Si rileva rispetto al settembre un contenuto aumento per le importazioni (+0,8%), mentre le esportazioni risultano stazionarie, con una contenuta crescita congiunturale sui mercati extra Ue (+0,7%) e di una lieve flessione sui mercati Ue (-0,6%). In aumento soprattutto le vendite di beni strumentali (+2,1%), mentre i beni di consumo durevoli mostrano una notevole flessione (-5,4%).
L'aumento congiunturale delle importazioni è più accentuato per i Paesi extra Ue (+1,1%) rispetto a quelli Ue (+0,4%). Sono in forte crescita gli acquisti di beni strumentali (+5,3) e in rilevante flessione le importazioni di beni di consumo durevoli (-4%).
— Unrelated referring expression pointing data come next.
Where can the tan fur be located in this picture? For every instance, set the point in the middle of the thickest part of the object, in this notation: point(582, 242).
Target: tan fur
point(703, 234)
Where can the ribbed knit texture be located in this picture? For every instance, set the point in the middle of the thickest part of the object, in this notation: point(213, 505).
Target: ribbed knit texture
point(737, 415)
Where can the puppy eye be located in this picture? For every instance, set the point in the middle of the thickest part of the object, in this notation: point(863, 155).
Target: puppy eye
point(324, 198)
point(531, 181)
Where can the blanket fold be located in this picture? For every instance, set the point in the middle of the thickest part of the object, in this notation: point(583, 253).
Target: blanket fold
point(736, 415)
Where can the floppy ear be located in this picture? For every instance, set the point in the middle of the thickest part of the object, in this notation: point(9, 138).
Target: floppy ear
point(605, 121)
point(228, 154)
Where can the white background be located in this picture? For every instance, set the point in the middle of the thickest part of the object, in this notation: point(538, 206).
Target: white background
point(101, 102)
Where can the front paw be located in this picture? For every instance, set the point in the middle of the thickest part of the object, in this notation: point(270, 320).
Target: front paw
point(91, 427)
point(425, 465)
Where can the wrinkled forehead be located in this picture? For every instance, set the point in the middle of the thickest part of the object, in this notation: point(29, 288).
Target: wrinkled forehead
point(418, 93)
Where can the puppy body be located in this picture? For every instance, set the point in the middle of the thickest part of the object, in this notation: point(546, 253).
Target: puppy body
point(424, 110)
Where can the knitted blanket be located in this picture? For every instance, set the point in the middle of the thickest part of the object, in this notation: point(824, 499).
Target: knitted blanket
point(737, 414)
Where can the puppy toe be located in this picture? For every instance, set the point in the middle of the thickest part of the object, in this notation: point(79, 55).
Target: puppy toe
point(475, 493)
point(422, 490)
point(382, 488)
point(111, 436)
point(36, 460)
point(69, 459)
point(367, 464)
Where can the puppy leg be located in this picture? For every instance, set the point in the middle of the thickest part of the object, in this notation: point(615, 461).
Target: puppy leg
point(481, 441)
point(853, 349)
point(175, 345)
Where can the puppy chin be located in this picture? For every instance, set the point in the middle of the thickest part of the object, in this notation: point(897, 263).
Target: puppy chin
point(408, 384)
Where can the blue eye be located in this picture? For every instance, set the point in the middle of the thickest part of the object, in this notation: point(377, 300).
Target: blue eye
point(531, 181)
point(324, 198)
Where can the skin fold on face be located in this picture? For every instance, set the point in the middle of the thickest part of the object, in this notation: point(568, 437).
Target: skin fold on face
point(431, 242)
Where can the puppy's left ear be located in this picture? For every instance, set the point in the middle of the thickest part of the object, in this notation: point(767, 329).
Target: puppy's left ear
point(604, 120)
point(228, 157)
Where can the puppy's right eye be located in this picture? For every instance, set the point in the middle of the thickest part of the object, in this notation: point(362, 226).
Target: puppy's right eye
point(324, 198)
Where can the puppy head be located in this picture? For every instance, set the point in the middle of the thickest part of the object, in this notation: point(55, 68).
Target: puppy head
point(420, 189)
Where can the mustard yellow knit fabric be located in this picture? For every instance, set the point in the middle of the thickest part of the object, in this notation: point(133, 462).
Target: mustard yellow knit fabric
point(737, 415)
A ottobre si registra un ampio incremento tendenziale per le esportazioni (+12%), mentre l'incremento dell'import è molto contenuto (+0,8%).
L'aumento delle vendite risulta diffuso e più accentuato per paesi Opec (+39,3%), Giappone (+31,5%) e paesi Asean (+30,3%). Rilevante l'espansione delle vendite di prodotti petroliferi raffinati (+36,8%), di articoli sportivi, giochi, strumenti musicali, preziosi, strumenti medici (+15,8%) e di prodotti alimentari, bevande e tabacco (+14,9%).
Sostenuta la crescita degli acquisti dai Paesi Opec (+19,4%) e dalla Turchia (+18,9%), mentre sono in forte flessione le importazioni dai paesi Mercosur (-21,5%) e dal Giappone (-17%). L'aumento delle vendite di prodotti petroliferi raffinati verso i Paesi Opec e la Francia e di macchinari e apparecchi verso i paesi Opec contribuisce per oltre un punto percentuale all'aumento tendenziale dell'export.